I know I really ought to map it all out and know weeks and weeks ahead of time, but somehow that never matters to me.  The party can't tell the difference, and if I'm playing by the seat of my pants I'm never reading off anything.  It's all in my head as I go along, so there's always eye contact as I describe whatever's coming out of my fertile brain.

Sometimes I get stuck.  Sometimes I have a bad night.  Sometimes, frankly, my mind is just blank.  I've had a bad week, I'm run down, I don't want to control the mob (sometimes I'm up to eight players running); and on those occasions they are either patient with me or we talk it over and quit for the night.

I'm not sure a lot of micro-preparation would be useful for times like that.  If my brain isn't ticking over, it's because in reality I don't want the responsibility of running that night.  Not having to improvise probably wouldn't improve my mood.

It should be evident from the Wiki that in vast part the work I do on my world is macro-design.  The internet has certainly made this easier; it takes two minutes with wikipedia to scan through the details of a town or village, to familiarize myself with the local setting and to start describing what the nobles are doing, what's the latest news from the hinterland or how well the city is faring after the last major event.  Improvisation with this stuff keeps the material fresh, as the rhetoric changes from month to month.  In the big picture I see eventual wars, possible natural disasters or the deaths of important peoples affecting the party ... when I need a shift in the campaign, I'll instigate it.

This pattern of running lets me work freely on whatever large scale trade/mapping/biological design feature that interests me on a particular day, without worrying what my party is doing.  Then, when the party does wish to go to Egypt or China or Morocco, the maps are there ahead of time and the purchase costs at the local market is ready (and can be generated in less than two minutes).  The socio-political landscape I keep in my own head, fed by constant reading of history and other non-fiction texts.

See, it isn't that I design my world ahead of time, it is that I know it.  I know it because I live in it - and so do all of you.

1 comment:

  1. I think this approach, or one similar to it, is a necessary one to take if you're truly playing it sandbox-style.

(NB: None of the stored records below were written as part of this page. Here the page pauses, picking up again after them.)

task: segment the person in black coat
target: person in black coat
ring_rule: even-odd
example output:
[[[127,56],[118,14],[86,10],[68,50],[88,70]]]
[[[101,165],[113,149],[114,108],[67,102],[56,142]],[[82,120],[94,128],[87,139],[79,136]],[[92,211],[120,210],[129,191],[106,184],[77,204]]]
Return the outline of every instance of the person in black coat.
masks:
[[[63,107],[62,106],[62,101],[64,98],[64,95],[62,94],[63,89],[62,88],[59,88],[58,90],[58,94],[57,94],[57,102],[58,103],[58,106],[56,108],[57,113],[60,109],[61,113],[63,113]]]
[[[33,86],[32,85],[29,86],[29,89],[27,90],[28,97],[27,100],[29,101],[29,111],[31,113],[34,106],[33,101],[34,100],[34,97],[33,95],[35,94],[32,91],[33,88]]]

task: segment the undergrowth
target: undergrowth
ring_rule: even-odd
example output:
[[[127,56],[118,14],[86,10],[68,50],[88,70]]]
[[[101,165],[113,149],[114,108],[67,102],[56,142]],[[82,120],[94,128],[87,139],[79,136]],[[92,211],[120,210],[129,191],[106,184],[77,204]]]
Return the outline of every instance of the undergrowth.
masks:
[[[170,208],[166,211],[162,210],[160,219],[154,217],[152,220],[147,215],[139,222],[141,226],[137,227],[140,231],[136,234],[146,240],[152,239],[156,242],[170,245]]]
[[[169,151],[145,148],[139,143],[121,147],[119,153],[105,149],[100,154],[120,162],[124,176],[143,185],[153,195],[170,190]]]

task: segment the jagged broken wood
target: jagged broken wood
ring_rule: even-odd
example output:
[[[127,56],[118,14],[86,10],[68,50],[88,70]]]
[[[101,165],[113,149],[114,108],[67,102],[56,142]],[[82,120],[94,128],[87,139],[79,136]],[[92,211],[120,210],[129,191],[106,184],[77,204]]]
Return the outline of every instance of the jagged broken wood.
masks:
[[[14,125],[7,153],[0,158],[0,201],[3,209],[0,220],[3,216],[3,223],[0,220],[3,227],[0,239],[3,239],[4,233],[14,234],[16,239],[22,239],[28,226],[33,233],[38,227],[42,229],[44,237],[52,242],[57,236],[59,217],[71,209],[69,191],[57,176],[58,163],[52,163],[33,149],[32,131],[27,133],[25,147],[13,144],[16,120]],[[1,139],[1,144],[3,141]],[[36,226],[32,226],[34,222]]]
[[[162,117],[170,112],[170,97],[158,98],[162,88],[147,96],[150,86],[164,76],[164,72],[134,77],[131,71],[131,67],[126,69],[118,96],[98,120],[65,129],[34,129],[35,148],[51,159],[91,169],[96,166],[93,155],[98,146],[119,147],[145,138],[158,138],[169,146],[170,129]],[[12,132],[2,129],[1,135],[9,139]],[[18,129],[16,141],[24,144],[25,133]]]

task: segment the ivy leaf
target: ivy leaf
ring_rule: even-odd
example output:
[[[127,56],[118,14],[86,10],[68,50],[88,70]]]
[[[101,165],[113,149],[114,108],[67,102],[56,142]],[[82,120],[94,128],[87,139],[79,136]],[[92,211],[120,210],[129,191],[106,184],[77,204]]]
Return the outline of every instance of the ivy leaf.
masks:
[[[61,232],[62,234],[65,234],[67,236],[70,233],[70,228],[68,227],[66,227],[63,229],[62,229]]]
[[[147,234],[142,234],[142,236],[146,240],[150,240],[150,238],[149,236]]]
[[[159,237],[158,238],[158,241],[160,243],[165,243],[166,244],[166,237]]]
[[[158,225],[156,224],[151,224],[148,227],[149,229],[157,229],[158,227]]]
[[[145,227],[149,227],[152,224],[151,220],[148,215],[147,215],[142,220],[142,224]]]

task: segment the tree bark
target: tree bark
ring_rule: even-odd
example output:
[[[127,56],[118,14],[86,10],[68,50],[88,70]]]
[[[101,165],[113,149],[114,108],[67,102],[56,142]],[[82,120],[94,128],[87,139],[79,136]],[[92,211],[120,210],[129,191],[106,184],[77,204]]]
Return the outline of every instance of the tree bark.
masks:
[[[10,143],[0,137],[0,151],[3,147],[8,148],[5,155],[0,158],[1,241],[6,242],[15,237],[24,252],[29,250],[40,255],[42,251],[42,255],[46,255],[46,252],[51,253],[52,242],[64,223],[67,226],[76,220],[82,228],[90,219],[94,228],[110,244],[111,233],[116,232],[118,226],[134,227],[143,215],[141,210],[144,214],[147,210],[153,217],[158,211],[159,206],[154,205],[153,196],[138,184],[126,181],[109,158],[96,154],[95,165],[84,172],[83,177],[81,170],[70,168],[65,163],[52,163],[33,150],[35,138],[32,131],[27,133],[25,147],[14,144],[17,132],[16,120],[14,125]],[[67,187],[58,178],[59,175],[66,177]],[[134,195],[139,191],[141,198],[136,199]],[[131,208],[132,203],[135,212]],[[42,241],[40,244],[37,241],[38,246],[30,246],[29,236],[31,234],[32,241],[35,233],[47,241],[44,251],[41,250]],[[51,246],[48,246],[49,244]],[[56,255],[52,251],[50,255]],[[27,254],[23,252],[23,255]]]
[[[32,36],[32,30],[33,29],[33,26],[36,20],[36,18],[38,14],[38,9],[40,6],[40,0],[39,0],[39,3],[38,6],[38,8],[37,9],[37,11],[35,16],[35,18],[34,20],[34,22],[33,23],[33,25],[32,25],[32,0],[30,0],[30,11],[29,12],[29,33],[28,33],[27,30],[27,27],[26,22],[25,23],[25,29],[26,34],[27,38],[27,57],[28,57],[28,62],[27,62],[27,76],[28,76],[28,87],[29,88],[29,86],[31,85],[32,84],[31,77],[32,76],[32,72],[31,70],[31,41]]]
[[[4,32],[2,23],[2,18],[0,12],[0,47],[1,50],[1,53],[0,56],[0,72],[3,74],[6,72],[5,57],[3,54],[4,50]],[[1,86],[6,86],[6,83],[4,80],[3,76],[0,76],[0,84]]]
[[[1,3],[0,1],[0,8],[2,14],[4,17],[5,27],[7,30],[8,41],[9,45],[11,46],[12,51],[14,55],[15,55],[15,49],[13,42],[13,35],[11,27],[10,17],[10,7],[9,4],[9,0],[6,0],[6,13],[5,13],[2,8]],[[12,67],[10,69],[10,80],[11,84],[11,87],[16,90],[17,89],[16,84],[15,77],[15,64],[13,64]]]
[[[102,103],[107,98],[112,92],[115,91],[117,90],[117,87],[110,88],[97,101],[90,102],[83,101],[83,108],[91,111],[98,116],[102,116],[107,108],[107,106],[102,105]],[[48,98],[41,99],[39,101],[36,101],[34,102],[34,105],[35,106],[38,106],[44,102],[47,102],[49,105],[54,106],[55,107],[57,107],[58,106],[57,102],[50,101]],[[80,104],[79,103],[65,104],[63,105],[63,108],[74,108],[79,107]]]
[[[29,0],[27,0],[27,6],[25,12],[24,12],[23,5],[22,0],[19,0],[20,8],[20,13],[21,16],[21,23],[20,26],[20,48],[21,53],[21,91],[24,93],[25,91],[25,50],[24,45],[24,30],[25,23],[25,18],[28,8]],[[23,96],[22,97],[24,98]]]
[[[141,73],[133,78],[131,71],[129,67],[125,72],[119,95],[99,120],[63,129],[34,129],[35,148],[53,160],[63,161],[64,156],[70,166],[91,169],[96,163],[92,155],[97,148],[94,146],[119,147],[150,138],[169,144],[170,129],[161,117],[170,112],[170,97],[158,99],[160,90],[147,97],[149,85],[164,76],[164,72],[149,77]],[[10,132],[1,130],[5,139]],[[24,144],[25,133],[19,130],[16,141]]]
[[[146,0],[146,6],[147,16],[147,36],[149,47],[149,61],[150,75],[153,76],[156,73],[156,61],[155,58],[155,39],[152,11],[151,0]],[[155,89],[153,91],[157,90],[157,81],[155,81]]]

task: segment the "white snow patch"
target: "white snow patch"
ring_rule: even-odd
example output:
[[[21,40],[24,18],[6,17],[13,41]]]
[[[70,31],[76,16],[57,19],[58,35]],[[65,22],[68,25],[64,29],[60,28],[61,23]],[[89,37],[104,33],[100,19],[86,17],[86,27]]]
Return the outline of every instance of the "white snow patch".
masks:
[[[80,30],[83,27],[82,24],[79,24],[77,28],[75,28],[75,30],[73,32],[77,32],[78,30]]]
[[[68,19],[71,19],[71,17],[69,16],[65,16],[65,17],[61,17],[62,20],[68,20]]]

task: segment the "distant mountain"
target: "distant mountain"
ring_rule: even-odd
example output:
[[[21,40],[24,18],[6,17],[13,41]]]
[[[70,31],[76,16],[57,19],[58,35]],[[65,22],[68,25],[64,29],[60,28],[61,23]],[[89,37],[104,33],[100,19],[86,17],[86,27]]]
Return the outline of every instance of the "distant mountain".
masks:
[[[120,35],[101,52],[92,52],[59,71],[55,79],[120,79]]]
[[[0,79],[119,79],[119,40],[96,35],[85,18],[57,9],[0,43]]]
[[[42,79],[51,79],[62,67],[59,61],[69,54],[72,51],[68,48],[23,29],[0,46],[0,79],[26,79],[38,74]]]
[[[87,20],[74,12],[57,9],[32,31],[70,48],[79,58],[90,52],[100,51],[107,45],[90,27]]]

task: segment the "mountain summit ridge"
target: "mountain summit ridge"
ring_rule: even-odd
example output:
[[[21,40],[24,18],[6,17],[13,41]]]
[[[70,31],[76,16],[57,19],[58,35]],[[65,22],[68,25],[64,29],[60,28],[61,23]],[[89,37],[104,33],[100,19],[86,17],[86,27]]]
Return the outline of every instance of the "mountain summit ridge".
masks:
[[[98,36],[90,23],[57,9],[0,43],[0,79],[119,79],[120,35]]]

It seems each time I've spent effort on the details once I believed I knew what the party was doing, they switched directions on me.

    Something else I've been considering lately is that adopting this approach is in no small way enabled by using the "real" world as the campaign setting. Any descriptive or historical information you might need at the table you either already posses or lies literally just a mouse-click away.

    Lacking that convenience, I probably spend a lot more time than you developing the mid-level details and much less time on the far-away stuff. Consequentially, my world should remain much, much smaller than yours.